To expand and diversify the talent needed to fulfill the enormous long-term demand for commercial airplane pilots, the popular commercial aircraft manufacturing business, Boeing, has announced that it will invest $950,000 in scholarships for pilot training.
Boeing will provide $500,000 to finance 25 scholarships for aspiring pilots to five aviation groups that have shown a dedication to educating future pilots; including Sisters of the Skies, Latino Pilots Association, Organization of Black Aerospace Professionals, Aircraft Owners and Pilots Association, and Women in Aviation International.
Ziad Ojakli, executive vice president of Government Operations at Boeing noted, “The demand for qualified and diverse pilots remains high at airlines worldwide. While becoming a pilot provides a lifelong career, access to training remains a barrier to entry for many. These organizations are helping the next generation of pilots realize their full potential while also showing communities that are historically underrepresented in the industry that a future in aviation is possible.”
The remaining $450,000 will be given to Fly Compton, a Los Angeles-based nonprofit organization that educates minority students on aerospace career options.
Demetrius Harris, Fly Compton president and executive director said, “We are grateful for the tremendous support from our partners at Boeing. They continue to demonstrate an unwavering commitment to breaking down barriers for minority youth within the aviation industry.”
He also added that the organization understands that “lack of exposure, access to resources, and the high cost of flight training, prevents underrepresented populations from exploring careers in aviation. We focus on eliminating these barriers to entry, and this funding package from Boeing helps us continue this important work.”
The money invested will expand the number of flying training sessions available to students in Compton, Los Angeles, and provide career-related lessons about designing, building, and repairing aircraft and drones.
Over the next 20 years, Boeing estimates that 602,000 additional pilots will be required to operate and maintain the world’s commercial aircraft.

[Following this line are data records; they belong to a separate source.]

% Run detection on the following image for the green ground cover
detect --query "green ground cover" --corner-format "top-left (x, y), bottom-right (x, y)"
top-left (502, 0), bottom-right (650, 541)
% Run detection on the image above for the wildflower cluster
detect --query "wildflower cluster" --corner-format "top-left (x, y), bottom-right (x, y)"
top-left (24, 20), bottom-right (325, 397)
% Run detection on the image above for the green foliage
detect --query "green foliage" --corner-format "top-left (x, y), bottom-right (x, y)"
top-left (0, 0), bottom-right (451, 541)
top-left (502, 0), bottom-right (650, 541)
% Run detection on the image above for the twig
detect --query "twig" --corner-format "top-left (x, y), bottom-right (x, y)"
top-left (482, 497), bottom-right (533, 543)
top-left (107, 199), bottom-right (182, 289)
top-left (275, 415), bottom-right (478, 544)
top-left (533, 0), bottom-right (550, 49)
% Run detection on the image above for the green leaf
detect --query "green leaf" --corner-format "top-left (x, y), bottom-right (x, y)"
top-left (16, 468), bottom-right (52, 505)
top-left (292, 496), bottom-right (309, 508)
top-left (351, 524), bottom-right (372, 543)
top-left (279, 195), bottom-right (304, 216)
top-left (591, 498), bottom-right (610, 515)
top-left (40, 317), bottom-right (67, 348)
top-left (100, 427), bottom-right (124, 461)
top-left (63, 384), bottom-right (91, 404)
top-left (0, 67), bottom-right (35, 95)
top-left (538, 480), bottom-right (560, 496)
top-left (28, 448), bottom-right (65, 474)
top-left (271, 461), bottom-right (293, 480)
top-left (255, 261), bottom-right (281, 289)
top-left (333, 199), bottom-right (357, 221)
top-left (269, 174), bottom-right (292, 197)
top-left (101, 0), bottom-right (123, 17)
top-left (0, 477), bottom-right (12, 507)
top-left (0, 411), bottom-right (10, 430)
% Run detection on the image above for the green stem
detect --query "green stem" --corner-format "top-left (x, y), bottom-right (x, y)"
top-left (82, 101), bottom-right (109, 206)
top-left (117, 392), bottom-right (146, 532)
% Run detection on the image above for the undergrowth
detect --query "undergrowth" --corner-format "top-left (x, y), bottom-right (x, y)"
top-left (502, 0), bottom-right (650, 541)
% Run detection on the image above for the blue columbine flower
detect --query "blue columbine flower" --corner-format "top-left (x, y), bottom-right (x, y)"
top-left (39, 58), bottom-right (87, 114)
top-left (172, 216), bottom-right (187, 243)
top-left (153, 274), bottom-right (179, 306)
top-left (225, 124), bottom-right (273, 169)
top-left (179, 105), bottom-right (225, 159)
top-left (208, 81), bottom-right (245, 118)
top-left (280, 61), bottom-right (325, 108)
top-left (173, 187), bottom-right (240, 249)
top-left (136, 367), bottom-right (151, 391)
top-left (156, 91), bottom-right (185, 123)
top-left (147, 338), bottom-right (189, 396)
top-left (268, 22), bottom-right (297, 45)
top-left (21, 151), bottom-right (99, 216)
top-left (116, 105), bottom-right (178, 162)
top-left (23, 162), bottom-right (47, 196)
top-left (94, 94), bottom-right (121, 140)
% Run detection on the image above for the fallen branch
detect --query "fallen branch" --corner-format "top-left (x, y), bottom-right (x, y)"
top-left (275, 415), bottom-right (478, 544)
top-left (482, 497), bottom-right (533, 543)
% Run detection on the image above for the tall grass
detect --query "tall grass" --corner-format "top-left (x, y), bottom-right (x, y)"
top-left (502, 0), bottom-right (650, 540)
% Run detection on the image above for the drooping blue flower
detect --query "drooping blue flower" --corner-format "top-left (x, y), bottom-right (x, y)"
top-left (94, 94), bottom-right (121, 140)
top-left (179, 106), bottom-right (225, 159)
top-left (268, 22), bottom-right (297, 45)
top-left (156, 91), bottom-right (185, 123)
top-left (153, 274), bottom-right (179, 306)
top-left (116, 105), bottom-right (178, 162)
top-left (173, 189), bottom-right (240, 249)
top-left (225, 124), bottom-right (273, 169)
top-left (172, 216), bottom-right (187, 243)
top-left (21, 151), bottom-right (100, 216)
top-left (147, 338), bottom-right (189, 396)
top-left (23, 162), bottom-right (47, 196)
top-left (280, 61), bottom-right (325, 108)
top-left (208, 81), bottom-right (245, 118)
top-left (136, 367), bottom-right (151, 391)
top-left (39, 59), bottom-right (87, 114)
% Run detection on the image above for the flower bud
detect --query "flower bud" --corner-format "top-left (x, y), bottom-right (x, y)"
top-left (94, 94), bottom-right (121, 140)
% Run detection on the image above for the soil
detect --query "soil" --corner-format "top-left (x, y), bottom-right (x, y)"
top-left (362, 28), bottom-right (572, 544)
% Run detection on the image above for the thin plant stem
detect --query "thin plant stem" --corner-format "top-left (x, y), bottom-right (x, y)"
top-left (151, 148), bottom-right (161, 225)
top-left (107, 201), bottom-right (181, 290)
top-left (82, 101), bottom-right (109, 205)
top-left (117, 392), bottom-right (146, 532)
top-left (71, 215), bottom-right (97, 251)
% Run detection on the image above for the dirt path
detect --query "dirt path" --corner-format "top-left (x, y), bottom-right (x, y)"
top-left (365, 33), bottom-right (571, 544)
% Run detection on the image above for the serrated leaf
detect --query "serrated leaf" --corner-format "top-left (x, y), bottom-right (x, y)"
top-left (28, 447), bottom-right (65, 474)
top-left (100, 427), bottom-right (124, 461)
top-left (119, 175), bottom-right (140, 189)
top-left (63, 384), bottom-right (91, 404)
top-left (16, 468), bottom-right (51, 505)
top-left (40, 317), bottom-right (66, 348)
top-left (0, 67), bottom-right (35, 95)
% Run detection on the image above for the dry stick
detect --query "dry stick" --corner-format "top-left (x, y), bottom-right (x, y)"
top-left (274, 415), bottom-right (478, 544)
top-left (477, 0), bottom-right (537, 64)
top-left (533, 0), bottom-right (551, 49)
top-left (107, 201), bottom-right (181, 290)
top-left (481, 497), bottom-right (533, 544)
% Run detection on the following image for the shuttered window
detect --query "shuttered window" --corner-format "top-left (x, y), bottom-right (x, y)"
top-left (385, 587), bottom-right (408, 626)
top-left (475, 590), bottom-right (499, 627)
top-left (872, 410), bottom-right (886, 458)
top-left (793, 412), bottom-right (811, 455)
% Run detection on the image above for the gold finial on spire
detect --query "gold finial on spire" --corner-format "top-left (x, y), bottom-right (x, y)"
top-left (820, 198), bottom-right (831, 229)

According to Chris Broom, vice president of Commercial Training Solutions for Boeing Global Services, “We are seeing more women and individuals from diverse backgrounds entering the pilot profession because of the mentorship and guidance that aviation organizations like these provide for early career professionals.”
He added that “The work they’re doing to implement changes needed to remove social and financial barriers to entry are critical.”
Using the example of Black high school senior, Cailey Stewart, whom Boeing surprised with a $50,000 scholarship to her dream flight school in 2021, Essence reported that over the past six years, Boeing has invested more than $8.5 million to bring pilot training programs into communities with underrepresented populations across the country.